There was no leeway in the tree growth to get the wrecker onto the downslope of the road, either, though
the easiest way out of this would have been to pull the Silverado down the thirty-degree incline. Instead,
they were going to have to pull Art’s truck up the slope and fight gravity all the way.
Nathan opened his mouth to tell Freeson to get back in the wrecker and start her up, but Art placed a hand
on his shoulder and pointed into the trees. “Look.”
Through the forest, three sets of Ski-Doo headlights were moving along two hundred yards up beyond the
treeline. The blatter of two-stroke engines was dampened by the snow, but still unmistakable. This part of
the ridge was well out of town and had once been a popular tourist trail. There were wide avenues
between the spruce where summer people rode chunky-tired trail bikes, and winter people, Ski-Doos.
They had room to maneuver.
“They’re back,” said Art.
Better get this show on the road.
In theory, it should have been a simple operation. Nate turned the wrecker around and reversed it towards
the ditch while Freeson and Art cleared as much snow as they could. As they worked, Freeson bitched
about the way the town was dying and how you couldn’t get much of anything from the last store in town,
and that the hospital was going to be shutting down and you couldn’t get fuel oil, and… and… and…

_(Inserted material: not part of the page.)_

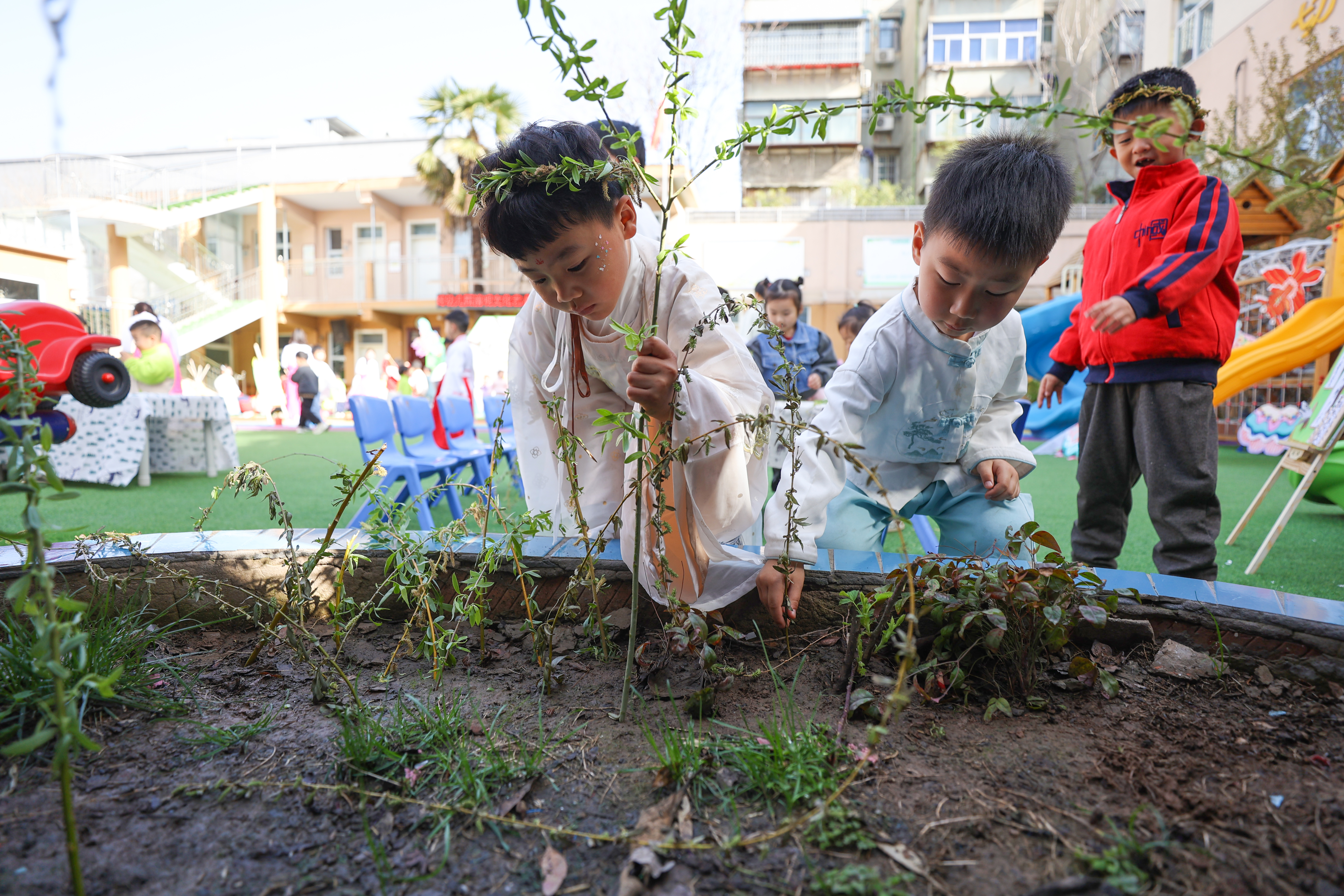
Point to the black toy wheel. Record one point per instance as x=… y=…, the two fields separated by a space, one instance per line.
x=99 y=379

Nathan knew Freeson was just working his jaw to keep his mind off the cold, but the litany of unhappy
changes on his lips, when run together like that, did nothing to spread warmth through the three men. In
the past, Freeson would have been telling a stream of off-color jokes that would make Nathan groan at
best and look for a stone to render his employee unconscious at worst. But since the Arctic Circle had
shifted, leaving a trail of dying towns and cities in its wake, the resulting changes had been the only topic
of Freeson’s conversation. That was when he wasn’t weeping because of the loss of his wife.

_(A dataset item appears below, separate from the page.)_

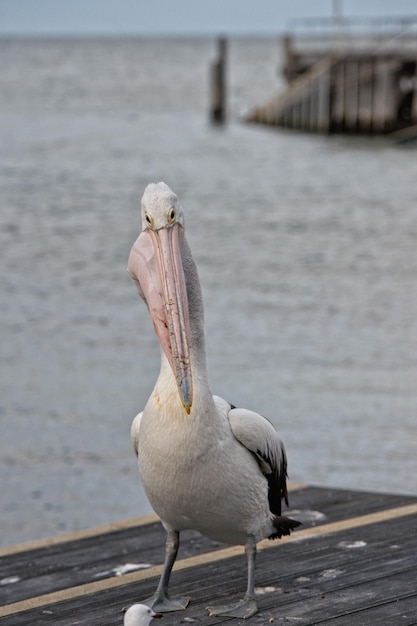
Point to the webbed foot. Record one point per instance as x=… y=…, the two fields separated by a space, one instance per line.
x=162 y=603
x=243 y=609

Nathan and Freeson latched the boom hook from the wrecker to the rear of the Silverado with a tow strap
while Art got into his cab and started the engine. The blizzard maintained a steady build-up of snow on
anyone who stood still for more than ten seconds, wind whipping at their faces like slaps from an angry
Through the trees, the scavengers’ Ski-Doos circled like sharks. Not getting any nearer as yet, perhaps
waiting for the right time to take advantage. They could have just dived down on the trio and trapped the
truck where it was, but Nathan figured they were trying to raise the tension and get them more scared—
scared enough to abandon the trucks without a fight, maybe.